Daryl Khan was standing in a New York City courthouse, waiting to take video of a man who’d just been sentenced for murder – the latest chapter in a series of stories he’d written about violence in a rival pair of housing developments.
Khan was standing in a public space alongside other reporters and camera crews, and gathered footage only from outside the courtroom once the June 24 sentencing had been adjourned. He wasn’t credentialed to cover the event, but press credentials aren’t required to stand in the hallway or to take photographs.
Still, a court officer arrested Khan, detained him for several hours and forced him to delete the contents of his camera. Worse, Khan wound up with a disorderly conduct charge.
Khan is finally off the legal hook, as a judge dismissed the disorderly conduct charges in light of a motion filed earlier this month by Mickey Osterreicher, the general counsel for the National Press Photographers Association. Richard Ross, a New York Criminal Court judge, granted the motion, which argued that Khan was not causing a public disturbance and in fact acting in the public interest as a journalist.
Khan, an adjunct professor in journalism at the City University of New York’s Graduate School of Journalism who was reporting for the nonprofit Juvenile Justice Information Exchange, faced potential jail time.
Now, the script is flipped. Khan didn’t respond to the SPLC’s requests for comment, but Osterreicher said he hasn’t ruled out filing a claim for civil damages alleging that Khan’s civil rights were violated (known as a “Section 1983” claim under federal law).
Federal courts have recognized at least some degree of First Amendment protection for the act of recording news events in public spaces. Journalists also have the added protection of a federal statute, the Privacy Protection Act, that imposes additional legal hurdles before police can search for a journalist’s unpublished work.

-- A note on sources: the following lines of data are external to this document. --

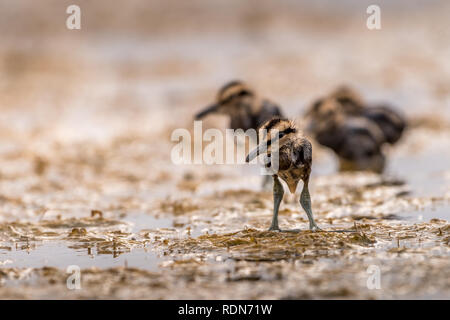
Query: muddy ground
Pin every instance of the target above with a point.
(85, 172)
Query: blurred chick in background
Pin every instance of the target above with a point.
(342, 122)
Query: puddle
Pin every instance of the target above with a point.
(438, 212)
(62, 253)
(59, 255)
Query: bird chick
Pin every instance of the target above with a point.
(356, 133)
(245, 109)
(283, 142)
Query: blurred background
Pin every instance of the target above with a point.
(85, 172)
(94, 108)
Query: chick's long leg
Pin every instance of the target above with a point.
(305, 201)
(278, 193)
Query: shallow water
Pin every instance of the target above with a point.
(86, 177)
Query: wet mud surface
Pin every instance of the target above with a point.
(86, 178)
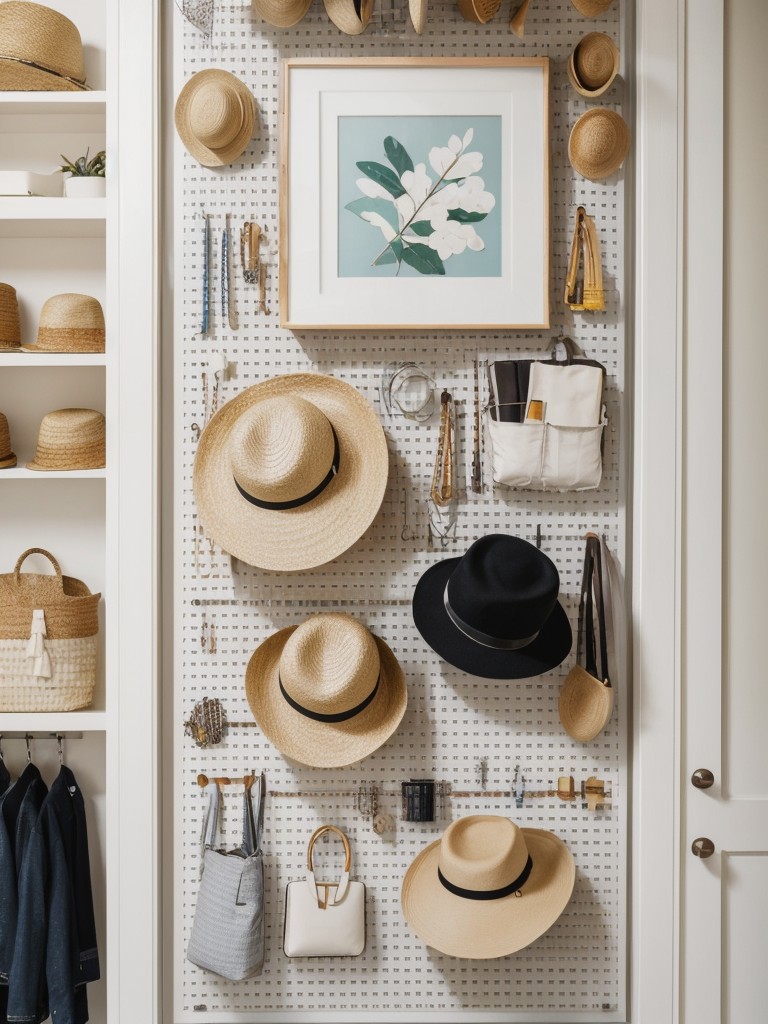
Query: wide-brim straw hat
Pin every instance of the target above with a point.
(215, 117)
(327, 692)
(599, 143)
(351, 16)
(70, 439)
(7, 457)
(593, 65)
(290, 473)
(40, 49)
(282, 13)
(71, 323)
(10, 328)
(530, 872)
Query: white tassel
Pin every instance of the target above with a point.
(36, 646)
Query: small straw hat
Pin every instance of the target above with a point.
(10, 329)
(7, 458)
(350, 16)
(487, 888)
(599, 142)
(40, 49)
(592, 8)
(593, 65)
(290, 473)
(71, 438)
(282, 13)
(327, 692)
(71, 323)
(215, 117)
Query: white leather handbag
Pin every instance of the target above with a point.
(325, 919)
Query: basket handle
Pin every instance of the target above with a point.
(37, 551)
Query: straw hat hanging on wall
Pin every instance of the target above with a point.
(282, 13)
(40, 49)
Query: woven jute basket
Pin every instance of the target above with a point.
(48, 637)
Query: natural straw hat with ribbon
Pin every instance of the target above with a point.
(71, 323)
(290, 473)
(327, 692)
(215, 117)
(593, 65)
(40, 49)
(71, 439)
(10, 328)
(487, 888)
(599, 143)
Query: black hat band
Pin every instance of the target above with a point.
(305, 499)
(513, 887)
(498, 643)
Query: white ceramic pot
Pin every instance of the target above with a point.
(85, 187)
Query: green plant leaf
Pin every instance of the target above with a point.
(380, 206)
(423, 259)
(465, 217)
(397, 156)
(382, 176)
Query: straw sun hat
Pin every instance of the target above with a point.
(593, 65)
(71, 323)
(71, 438)
(40, 49)
(10, 330)
(290, 473)
(327, 692)
(599, 142)
(7, 458)
(487, 888)
(215, 117)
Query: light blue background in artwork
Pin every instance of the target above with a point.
(363, 138)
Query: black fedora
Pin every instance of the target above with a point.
(494, 612)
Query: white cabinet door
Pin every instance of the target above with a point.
(725, 620)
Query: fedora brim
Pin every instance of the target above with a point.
(546, 652)
(293, 540)
(487, 929)
(203, 154)
(323, 744)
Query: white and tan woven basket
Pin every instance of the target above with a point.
(48, 636)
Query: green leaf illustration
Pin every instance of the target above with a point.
(397, 156)
(382, 176)
(380, 206)
(465, 217)
(423, 259)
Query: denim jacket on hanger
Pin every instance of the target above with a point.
(56, 934)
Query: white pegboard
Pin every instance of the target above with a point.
(578, 970)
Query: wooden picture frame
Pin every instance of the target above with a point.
(415, 194)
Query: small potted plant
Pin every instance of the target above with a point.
(86, 177)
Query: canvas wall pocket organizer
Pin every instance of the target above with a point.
(48, 636)
(412, 213)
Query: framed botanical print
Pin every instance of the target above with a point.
(415, 194)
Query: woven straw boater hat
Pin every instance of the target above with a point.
(327, 692)
(599, 142)
(7, 458)
(40, 49)
(282, 13)
(350, 16)
(487, 888)
(215, 117)
(290, 473)
(71, 438)
(10, 329)
(593, 65)
(71, 323)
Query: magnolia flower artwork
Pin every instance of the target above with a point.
(425, 214)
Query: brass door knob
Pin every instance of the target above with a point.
(702, 778)
(702, 848)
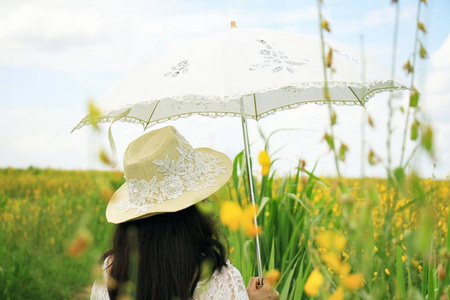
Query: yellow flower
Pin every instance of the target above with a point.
(231, 215)
(374, 276)
(264, 158)
(264, 161)
(313, 282)
(338, 294)
(265, 170)
(335, 263)
(272, 277)
(331, 240)
(352, 281)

There are extremely limited circumstances, according to Osterreicher, in which it would be appropriate for a law enforcement officer to seize a recording device, but there are none that would allow the officer to search and examine the device’s contents without permission or a search warrant, as occurred with Khan.
“In exigent circumstances, at least when it comes to somebody performing their official circumstances in a public place,” Osterreicher said, “(the law) basically says that if an officer has probable cause to believe that a serious crime has been committed — which means like a serious injury, not minor misdemeanor — and they have good-faith belief that you have evidence of that crime on your phone, for example, and they have good-faith belief that that evidence will disappear if they don’t take action, they can seize your cellphone. They can’t look at it.”
Khan’s circumstances, according to Osterreicher, did not come close to matching those criteria, and even if they had, the officer’s insistence that Khan delete the camera’s contents was inappropriate regardless.
There’s not much in the way of specific legal guidelines for these situations, according to Osterreicher, but the Department of Justice has previously taken the position that “under the First Amendment, there are no circumstances under which the contents of a camera or recording device should be deleted or destroyed.”
A Section 1983 complaint could include claims under the Fourth Amendment (guarding against unreasonable searches and seizures) and Fourteenth Amendment (ensuring equal protection under the law) on the grounds that Khan was unlawfully detained and forced to delete contents of his camera.